Making Valid XHTML Documents from Microsoft Word 2004 Using BBEdit and HTMLTidy
by Kerri A. Hicks
continued from page 1
First things first
Make sure you have access to an Apple Macintosh computer running OS X, a copy of Microsoft Word 2004, and a copy of BBEdit 8, all properly installed.
The Steps in Word 2004
Screen shot of the Microsoft Word 'Save as Web Page' dialog box, with appropriate settings.
- Open your Word document.
- Go to the 'File' menu at the top of the Word window, and choose 'Save as Web Page...'
- On the sheet that pops up, decide where to save your file, and what to name it. (Word defaults to saving your file with a '.htm' extension. You may wish to change that to '.html', which is more common.) The 'Format' field should show 'Web Page (HTML)', and the 'Save entire file into HTML' should be selected. (Don't click 'Save' yet.)
- Select the 'Web Options...' button, and in the 'General' tab of the dialog box, type the title of your web page into the 'Web page title' field. Select the 'OK' button.
- Select the 'Save' button to save your document.
Now Word has created a web page for you, and has also extracted any images in your document, creating a folder with the name of your web page, and placing the images in that folder, so that the document can automatically link to them. The HTML that Word has created, though, is full of code that is unnecessary, and it makes the page bloated and non-standard. The next step is to strip out all that non-standard code, and replace it with XHTML-compliant code.
The Steps in BBEdit
- Use BBEdit to open the HTML document that you just created.

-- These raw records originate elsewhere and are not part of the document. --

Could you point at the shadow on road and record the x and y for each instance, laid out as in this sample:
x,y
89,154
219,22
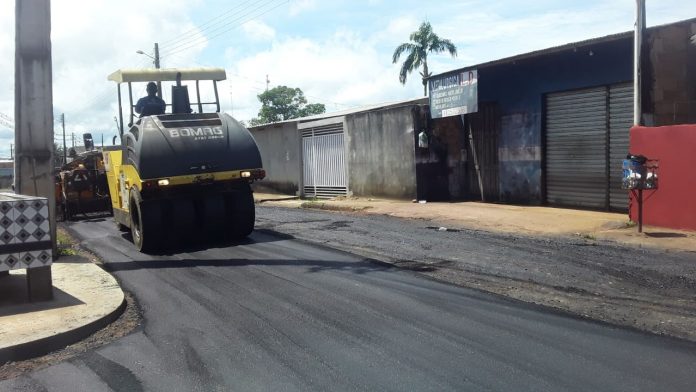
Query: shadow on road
x,y
357,267
199,243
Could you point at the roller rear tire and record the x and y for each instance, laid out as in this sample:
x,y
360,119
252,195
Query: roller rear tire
x,y
241,213
146,223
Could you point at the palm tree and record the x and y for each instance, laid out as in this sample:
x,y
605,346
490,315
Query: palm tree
x,y
423,41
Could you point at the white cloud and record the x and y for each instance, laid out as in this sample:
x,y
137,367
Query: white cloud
x,y
258,31
342,71
299,6
87,48
343,66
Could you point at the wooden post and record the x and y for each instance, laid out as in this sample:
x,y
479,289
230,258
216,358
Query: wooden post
x,y
476,165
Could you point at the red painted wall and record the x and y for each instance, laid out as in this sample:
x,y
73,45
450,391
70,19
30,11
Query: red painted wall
x,y
673,205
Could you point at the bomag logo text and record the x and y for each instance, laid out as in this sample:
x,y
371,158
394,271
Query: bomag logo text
x,y
197,133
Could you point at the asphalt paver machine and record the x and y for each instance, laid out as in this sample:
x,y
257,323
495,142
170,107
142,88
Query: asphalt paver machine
x,y
183,174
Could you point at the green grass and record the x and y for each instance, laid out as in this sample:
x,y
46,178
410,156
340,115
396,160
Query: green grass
x,y
588,236
65,244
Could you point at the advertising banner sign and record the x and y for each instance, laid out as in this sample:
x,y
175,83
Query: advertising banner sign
x,y
454,94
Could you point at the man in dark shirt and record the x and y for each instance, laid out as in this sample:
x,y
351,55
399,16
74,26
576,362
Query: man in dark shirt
x,y
152,104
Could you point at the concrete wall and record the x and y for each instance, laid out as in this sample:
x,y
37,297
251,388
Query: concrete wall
x,y
672,204
380,153
281,156
672,74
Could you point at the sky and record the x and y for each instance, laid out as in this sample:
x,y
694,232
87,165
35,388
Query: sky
x,y
338,52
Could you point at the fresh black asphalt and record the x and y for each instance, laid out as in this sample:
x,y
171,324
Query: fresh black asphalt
x,y
277,314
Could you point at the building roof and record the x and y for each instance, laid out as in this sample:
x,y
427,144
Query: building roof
x,y
167,74
560,48
357,109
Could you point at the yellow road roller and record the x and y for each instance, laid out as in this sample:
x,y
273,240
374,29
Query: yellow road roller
x,y
183,174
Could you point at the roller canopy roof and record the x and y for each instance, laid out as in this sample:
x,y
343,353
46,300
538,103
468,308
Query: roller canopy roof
x,y
167,74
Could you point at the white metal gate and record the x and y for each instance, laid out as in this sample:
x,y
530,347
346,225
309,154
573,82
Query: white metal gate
x,y
324,163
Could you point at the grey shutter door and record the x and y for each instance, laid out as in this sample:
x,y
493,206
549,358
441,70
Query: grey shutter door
x,y
324,164
576,132
620,122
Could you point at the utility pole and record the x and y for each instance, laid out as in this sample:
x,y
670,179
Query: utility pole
x,y
65,152
34,122
637,56
157,66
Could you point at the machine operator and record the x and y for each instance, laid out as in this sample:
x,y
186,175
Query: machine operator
x,y
152,104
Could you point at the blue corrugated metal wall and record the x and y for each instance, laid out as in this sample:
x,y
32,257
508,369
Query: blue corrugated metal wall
x,y
519,90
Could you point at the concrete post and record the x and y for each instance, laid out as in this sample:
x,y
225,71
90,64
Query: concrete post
x,y
34,120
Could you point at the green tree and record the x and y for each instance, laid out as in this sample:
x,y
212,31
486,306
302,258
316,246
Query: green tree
x,y
284,103
423,42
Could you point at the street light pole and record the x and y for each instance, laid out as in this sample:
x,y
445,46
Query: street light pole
x,y
156,62
637,58
65,152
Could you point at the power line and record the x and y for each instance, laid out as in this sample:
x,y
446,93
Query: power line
x,y
199,29
198,41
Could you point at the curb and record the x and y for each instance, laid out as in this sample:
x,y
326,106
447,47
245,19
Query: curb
x,y
259,201
59,341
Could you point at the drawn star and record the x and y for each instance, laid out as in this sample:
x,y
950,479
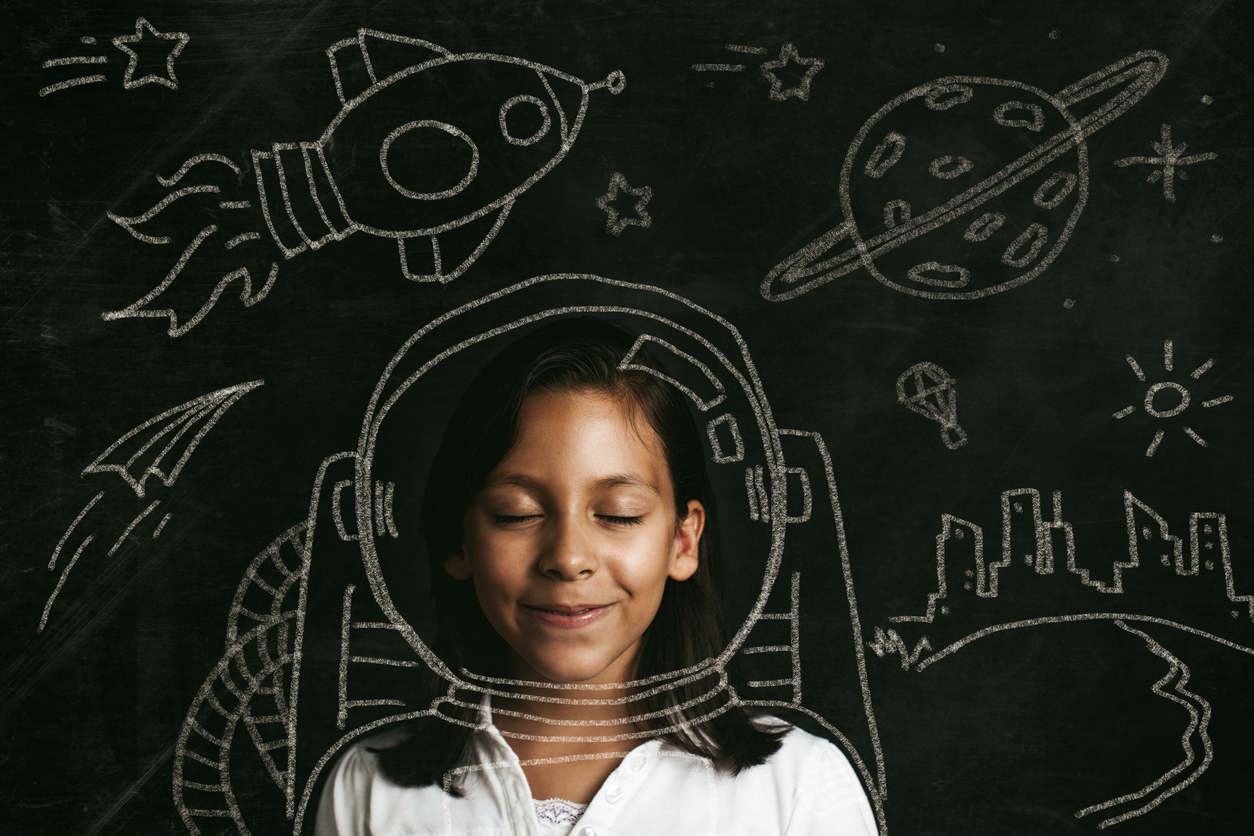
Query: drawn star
x,y
788,53
616,223
1170,159
122,40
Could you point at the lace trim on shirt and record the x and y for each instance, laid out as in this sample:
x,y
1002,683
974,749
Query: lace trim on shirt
x,y
558,811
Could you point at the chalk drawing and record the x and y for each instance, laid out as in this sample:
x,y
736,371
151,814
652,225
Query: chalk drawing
x,y
1176,677
171,80
1199,720
122,43
161,446
788,55
928,390
314,193
952,529
888,643
964,574
266,684
617,222
1174,402
964,99
1170,161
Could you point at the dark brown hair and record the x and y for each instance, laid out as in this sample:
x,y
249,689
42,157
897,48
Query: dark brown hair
x,y
567,356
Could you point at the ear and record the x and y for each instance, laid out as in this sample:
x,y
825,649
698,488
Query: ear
x,y
685,552
458,564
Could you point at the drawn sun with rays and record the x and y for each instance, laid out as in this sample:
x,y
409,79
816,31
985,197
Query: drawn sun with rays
x,y
1168,399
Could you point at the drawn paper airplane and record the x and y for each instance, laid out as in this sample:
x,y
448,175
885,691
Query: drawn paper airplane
x,y
159,446
426,142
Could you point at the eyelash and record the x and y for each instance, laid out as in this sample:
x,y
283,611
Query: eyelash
x,y
507,519
622,520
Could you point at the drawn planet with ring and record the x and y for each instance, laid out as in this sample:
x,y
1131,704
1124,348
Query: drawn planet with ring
x,y
966,186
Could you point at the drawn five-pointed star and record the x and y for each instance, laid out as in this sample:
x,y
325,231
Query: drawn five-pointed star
x,y
1170,159
788,53
122,40
616,223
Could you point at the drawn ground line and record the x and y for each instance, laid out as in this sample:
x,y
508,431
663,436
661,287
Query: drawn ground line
x,y
1196,723
949,649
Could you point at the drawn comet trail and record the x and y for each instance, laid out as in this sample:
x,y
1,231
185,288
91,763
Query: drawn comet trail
x,y
161,446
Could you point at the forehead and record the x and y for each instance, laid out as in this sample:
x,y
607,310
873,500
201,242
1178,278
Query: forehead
x,y
586,421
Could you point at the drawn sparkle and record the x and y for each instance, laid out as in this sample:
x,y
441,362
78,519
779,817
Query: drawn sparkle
x,y
788,53
1170,158
128,80
1181,395
615,222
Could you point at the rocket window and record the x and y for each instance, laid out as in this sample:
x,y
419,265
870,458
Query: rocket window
x,y
524,118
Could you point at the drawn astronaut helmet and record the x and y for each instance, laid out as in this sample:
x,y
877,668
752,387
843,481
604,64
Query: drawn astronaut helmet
x,y
702,355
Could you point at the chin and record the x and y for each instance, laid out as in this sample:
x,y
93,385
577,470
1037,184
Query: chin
x,y
569,671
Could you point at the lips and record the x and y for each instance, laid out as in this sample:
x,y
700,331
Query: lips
x,y
567,617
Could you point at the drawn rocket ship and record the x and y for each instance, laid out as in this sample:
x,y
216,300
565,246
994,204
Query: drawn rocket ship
x,y
442,142
426,142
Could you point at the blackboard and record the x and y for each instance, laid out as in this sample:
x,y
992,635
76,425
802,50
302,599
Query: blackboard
x,y
962,290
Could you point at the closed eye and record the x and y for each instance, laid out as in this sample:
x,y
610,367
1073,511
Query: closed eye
x,y
512,519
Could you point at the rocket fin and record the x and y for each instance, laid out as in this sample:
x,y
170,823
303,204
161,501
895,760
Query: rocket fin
x,y
418,266
386,54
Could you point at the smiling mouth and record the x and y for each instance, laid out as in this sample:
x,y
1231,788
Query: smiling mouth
x,y
568,617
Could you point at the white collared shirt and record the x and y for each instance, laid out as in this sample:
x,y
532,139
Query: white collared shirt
x,y
808,787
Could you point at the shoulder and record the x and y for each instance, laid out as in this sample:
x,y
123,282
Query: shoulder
x,y
351,783
824,786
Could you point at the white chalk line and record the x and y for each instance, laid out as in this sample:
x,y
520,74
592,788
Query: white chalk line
x,y
196,161
65,85
1196,723
57,552
949,649
74,60
128,78
136,522
48,607
216,402
800,263
129,223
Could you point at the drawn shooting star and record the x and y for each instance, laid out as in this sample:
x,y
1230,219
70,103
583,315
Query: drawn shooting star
x,y
489,127
1171,162
616,222
788,55
128,80
122,41
1181,395
161,446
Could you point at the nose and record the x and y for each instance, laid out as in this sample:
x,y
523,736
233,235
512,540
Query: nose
x,y
569,553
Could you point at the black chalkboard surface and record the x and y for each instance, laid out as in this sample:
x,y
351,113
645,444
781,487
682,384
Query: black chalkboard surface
x,y
959,292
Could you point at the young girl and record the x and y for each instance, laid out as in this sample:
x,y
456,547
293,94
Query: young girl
x,y
573,549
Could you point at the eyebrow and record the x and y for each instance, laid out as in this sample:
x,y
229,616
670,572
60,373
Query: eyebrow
x,y
608,483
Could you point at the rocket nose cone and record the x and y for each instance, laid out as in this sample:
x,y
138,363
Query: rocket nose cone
x,y
571,97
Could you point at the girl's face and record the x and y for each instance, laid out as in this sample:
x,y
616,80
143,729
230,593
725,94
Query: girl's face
x,y
572,538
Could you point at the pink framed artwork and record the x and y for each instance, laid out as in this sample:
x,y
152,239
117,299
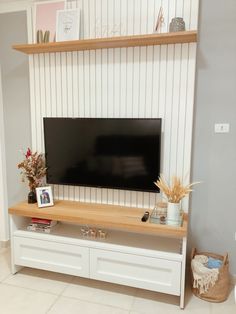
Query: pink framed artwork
x,y
45,13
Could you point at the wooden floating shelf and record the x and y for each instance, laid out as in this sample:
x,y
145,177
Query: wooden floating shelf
x,y
103,215
114,42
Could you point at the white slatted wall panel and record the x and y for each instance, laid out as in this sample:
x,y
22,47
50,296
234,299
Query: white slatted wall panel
x,y
155,81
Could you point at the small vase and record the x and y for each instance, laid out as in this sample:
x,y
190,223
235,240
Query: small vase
x,y
32,197
173,213
177,24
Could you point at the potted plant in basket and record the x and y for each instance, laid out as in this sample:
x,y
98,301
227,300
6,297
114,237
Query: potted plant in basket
x,y
174,192
33,169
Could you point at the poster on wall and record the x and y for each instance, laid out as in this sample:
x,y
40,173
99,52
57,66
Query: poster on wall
x,y
68,25
45,13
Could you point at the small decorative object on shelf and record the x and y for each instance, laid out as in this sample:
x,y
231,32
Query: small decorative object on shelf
x,y
174,193
33,169
42,37
44,196
93,233
177,24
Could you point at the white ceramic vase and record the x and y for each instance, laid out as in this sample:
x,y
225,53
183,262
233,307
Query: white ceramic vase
x,y
173,213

- From the 'Markup' menu, choose 'Tidy', and choose 'Clean Document'. (1) Check the first three items in the box, and only those. This step will remove much of the non-standard code from the top of your document.
- Go to the 'Search' menu, and choose 'Find...'.
- In the 'Search for' box at the top, type
<o:p> - Be sure there's a checkmark in the the 'Start at top' option.
- In the 'Replace with' field, there should be nothing -- not even a space.
- Select the 'Replace All' button. (2)
- In the 'Search for' box at the top, type
- Repeat the above step exactly, but in the 'Search for' box, type
</o:p> -
From the 'Text' menu, choose 'Straighten Quotes'. This will turn any leftover MSWord 'Smart Quotes' -- sometimes called 'curly quotes' -- into web-friendly quotation marks and apostrophes. (3) You won't see a report after this step, you can simply trust that it's been done.
Screen shot of BBEdit's 'Translate' dialog box, with appropriate settings.
- From the 'Markup' menu, choose 'Utilities' and then 'Translate...'. This step will turn any non-standard characters, including many foreign-language characters, into HTML entities. In the box that appears:
- Select 'Text to HTML'
- Select 'HTML Entities'
- In the 'Use' field, select the 'Name' radio button
- Select 'Ignore < and >'
- Select 'Encode all Unicode characters'
- Use the 'Translate' button.
- Lastly, from the 'Markup' menu, choose 'Tidy' again, but this time select 'Convert to XHTML'.
- If there are any errors, a box will pop up, showing you what the error is, and what line it is on. Usually, the errors are simple things such as, "Table needs a summary attribute". Remedy any of these errors as best you can. If there are problems that you cannot solve yourself, feel free to send email to Brown's Webpublishers' email list (for Brown users only) with your questions.
- You're done. Now save the document, and move it to your web server. (Be sure to move any images that Word saved along with it.)
I welcome any feedback about this process -- what worked, and what didn't. Also, if you can write AppleScript and would be willing to write an AppleScript to automate this process, I'd be delighted, and will distribute it here.
(1) The 'Tidy' command invokes HTMLTidy, a powerful open-source application that does a great deal of markup conversion. BBEdit has built HTMLTidy in, so you won't have to install the application separately.
(2) The <o:p> elements, for some reason, are left behind in the current version of HTMLTidy. However, a bug was filed with the HTMLTidy development team, and they have fixed Tidy such that it will, in future versions, remove the <o:p> elements, which will some day allow you to skip this step.
(3) This isn't usually necessary, but I often cut-and-paste text from Word into BBEdit, and in those cases, it is absolutely necessary. So I do it as a habit, because it's a good idea.